Eating chilli peppers four times a week cuts the risk of dying from a heart attack by 40 percent, a study suggests. Picture: PxHere

London - Eating chilli peppers four times a week cuts the risk of dying from a heart attack by 40 percent, a study suggests.

Scientists tracked 23 000 adults and found that even those with unhealthy diets were less likely to suffer an early death if they ate plenty of chilli.

The participants, who were tracked for eight years, were 23 percent less likely to die from any cause if they ate lots of chilli, the Italian study found. For stroke deaths the risk fell 60 per cent.

Researcher Dr Marialaura Bonaccio said the diet followed was not important, adding: "In other words, someone can follow the healthy Mediterranean diet, someone else can eat less healthily, but for all of them chilli has a protective effect."

The scientists, whose findings are published in the Journal of the American College of Cardiology, said they were unsure how it improved survival. Other studies have shown capsaicin, which gives chillies their burning sensation, reduces inflammation and improves the balance of gut bacteria.

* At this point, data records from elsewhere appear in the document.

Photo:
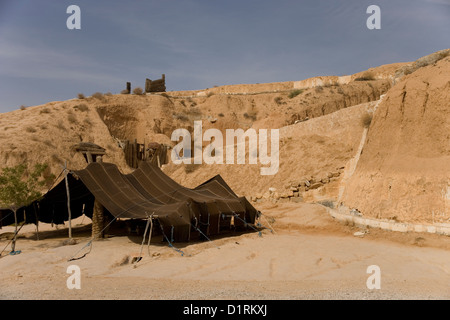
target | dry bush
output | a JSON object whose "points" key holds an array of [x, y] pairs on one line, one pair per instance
{"points": [[189, 168], [181, 117], [56, 158], [82, 107], [72, 118], [60, 125], [45, 110], [195, 112], [366, 120], [319, 89], [366, 76], [98, 95], [250, 115], [49, 143], [278, 100], [88, 122], [295, 93], [138, 91]]}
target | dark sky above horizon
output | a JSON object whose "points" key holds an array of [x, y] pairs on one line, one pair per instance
{"points": [[199, 44]]}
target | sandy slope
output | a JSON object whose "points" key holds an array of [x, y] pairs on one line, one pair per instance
{"points": [[309, 257], [404, 170]]}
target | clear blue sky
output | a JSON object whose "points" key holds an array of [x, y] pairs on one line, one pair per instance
{"points": [[202, 43]]}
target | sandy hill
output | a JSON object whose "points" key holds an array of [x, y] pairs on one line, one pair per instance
{"points": [[321, 132], [404, 169]]}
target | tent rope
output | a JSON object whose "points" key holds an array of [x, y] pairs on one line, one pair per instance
{"points": [[15, 234], [139, 258], [170, 244], [204, 235], [247, 224]]}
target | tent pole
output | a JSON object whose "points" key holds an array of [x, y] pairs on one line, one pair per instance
{"points": [[68, 202]]}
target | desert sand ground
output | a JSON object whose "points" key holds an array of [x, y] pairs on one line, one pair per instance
{"points": [[308, 256]]}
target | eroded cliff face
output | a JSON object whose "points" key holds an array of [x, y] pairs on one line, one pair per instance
{"points": [[404, 169], [402, 173]]}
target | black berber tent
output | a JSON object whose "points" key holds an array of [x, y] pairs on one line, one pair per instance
{"points": [[145, 192]]}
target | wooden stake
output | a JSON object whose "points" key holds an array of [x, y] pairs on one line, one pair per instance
{"points": [[68, 202]]}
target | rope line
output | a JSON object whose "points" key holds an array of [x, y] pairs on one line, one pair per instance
{"points": [[246, 223], [170, 244]]}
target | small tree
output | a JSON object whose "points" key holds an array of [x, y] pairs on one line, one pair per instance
{"points": [[19, 187]]}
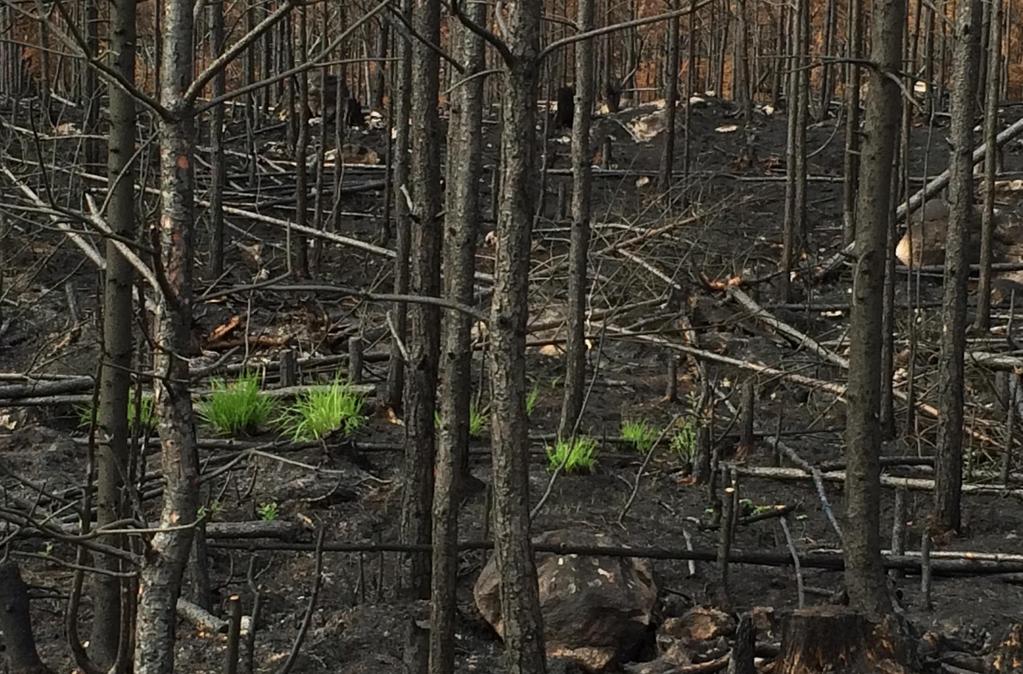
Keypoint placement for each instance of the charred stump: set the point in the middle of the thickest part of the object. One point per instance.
(741, 660)
(613, 96)
(839, 640)
(566, 107)
(16, 641)
(1010, 658)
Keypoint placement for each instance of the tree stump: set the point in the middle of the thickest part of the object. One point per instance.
(1010, 658)
(16, 642)
(838, 640)
(741, 660)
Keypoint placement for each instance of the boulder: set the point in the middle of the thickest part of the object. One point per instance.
(927, 231)
(596, 611)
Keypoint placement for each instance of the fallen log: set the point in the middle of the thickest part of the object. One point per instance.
(914, 484)
(918, 199)
(832, 560)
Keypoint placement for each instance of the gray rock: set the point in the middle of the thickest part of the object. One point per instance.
(596, 611)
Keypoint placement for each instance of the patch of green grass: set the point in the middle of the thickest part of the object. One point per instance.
(235, 407)
(139, 417)
(683, 442)
(319, 412)
(577, 455)
(269, 511)
(639, 434)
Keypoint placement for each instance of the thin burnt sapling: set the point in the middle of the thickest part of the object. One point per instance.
(566, 107)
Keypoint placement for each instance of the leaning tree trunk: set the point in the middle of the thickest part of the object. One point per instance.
(424, 342)
(399, 179)
(671, 108)
(300, 256)
(983, 319)
(575, 346)
(168, 550)
(16, 640)
(851, 154)
(113, 452)
(509, 311)
(462, 214)
(948, 462)
(218, 171)
(864, 575)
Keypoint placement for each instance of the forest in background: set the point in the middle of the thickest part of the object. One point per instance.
(416, 337)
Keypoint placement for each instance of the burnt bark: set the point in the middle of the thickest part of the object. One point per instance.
(864, 574)
(814, 641)
(509, 310)
(851, 155)
(424, 342)
(462, 215)
(113, 451)
(948, 461)
(218, 169)
(16, 640)
(399, 179)
(983, 319)
(167, 551)
(671, 106)
(575, 346)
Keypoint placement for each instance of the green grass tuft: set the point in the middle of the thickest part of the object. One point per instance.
(683, 442)
(236, 407)
(639, 434)
(142, 416)
(319, 412)
(269, 511)
(578, 455)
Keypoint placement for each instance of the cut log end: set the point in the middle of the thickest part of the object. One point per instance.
(839, 640)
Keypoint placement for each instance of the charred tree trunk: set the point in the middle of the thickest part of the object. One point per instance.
(983, 319)
(671, 107)
(575, 347)
(300, 256)
(168, 550)
(464, 149)
(948, 461)
(864, 574)
(113, 453)
(403, 227)
(509, 311)
(218, 170)
(424, 342)
(851, 156)
(795, 154)
(16, 641)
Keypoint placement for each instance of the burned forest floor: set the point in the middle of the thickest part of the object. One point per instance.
(663, 275)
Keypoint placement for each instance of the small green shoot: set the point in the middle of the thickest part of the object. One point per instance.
(532, 398)
(236, 407)
(478, 419)
(320, 411)
(577, 455)
(683, 442)
(268, 511)
(210, 511)
(141, 415)
(639, 434)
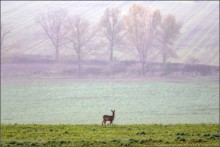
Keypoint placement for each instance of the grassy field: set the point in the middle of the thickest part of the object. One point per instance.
(116, 135)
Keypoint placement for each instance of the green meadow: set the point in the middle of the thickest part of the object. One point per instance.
(116, 135)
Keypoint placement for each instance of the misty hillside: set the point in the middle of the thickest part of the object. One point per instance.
(198, 41)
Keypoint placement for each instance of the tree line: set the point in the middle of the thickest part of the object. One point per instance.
(139, 30)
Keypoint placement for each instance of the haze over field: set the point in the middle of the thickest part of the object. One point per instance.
(198, 39)
(151, 61)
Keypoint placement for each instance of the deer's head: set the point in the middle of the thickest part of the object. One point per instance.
(113, 112)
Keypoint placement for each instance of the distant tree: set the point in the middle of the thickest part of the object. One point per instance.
(79, 36)
(142, 25)
(112, 28)
(169, 31)
(5, 31)
(52, 23)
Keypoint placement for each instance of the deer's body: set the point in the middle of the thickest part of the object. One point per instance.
(108, 118)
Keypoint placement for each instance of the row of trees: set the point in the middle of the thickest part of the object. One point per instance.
(141, 29)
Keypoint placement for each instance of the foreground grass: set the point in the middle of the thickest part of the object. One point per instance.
(117, 135)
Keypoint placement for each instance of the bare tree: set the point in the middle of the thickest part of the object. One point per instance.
(169, 31)
(5, 31)
(111, 27)
(79, 36)
(142, 24)
(52, 23)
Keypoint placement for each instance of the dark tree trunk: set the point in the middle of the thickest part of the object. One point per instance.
(79, 63)
(143, 68)
(57, 54)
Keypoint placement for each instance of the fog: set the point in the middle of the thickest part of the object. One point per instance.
(194, 50)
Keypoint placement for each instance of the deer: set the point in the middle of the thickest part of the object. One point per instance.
(109, 118)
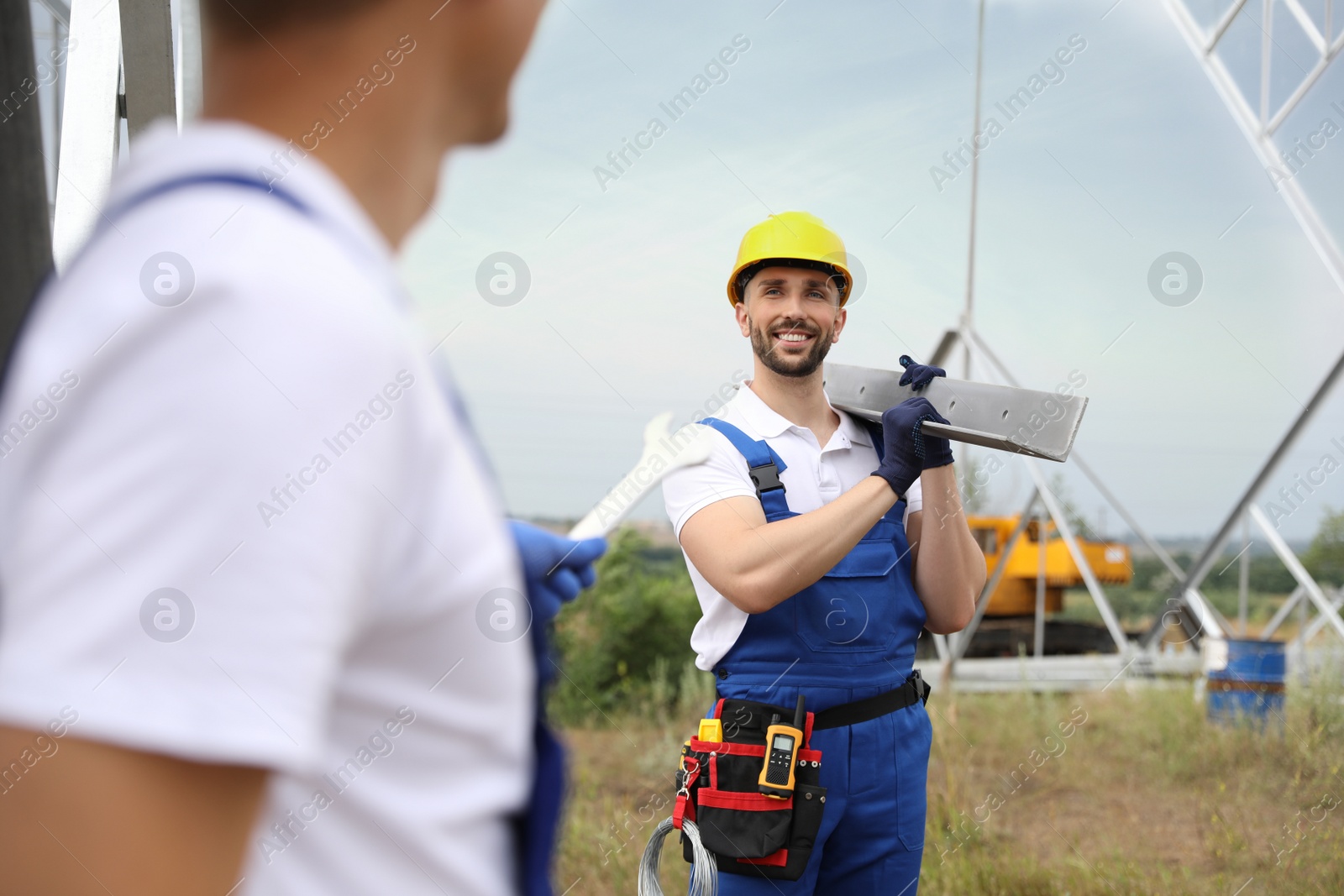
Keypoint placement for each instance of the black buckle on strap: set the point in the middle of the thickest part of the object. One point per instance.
(853, 714)
(766, 479)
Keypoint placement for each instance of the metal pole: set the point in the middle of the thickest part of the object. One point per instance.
(1296, 567)
(1039, 636)
(190, 83)
(1066, 532)
(148, 63)
(1211, 551)
(24, 226)
(983, 602)
(1283, 613)
(89, 125)
(1243, 579)
(974, 181)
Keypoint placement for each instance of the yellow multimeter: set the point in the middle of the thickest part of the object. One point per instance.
(781, 747)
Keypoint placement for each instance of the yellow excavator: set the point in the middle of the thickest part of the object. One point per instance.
(1010, 618)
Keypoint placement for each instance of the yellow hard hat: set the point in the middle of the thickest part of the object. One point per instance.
(790, 237)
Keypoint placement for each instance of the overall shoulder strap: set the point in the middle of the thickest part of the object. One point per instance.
(206, 179)
(764, 465)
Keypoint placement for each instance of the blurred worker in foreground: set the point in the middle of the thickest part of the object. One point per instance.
(820, 547)
(262, 625)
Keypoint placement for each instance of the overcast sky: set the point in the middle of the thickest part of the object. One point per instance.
(844, 110)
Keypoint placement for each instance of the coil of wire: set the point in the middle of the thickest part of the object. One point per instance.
(705, 875)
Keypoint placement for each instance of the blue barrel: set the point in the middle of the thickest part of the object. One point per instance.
(1247, 685)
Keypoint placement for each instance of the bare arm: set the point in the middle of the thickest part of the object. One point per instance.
(94, 819)
(949, 569)
(757, 564)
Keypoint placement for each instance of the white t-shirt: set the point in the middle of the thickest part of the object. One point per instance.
(276, 452)
(815, 477)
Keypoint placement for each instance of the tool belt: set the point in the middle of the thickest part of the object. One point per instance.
(748, 832)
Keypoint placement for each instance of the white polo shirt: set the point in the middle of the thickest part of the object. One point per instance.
(815, 477)
(249, 528)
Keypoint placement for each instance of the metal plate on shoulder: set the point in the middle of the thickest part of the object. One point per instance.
(1007, 418)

Dietitian Duane Mellor of Aston Medical School in Birmingham said: "It is plausible people who use chillies... also used more herbs and spices and... are likely to eat more fresh foods including vegetables."

According to pepperhead.com, there are other health benefits to eating hot peppers. "This may sound counter-intuitive, but the capsaicin in peppers actually act as an anti-irritant. People with ulcers have been told for years to avoid hot spicy foods, but research has revealed that peppers are beneficial to ulcers," it says.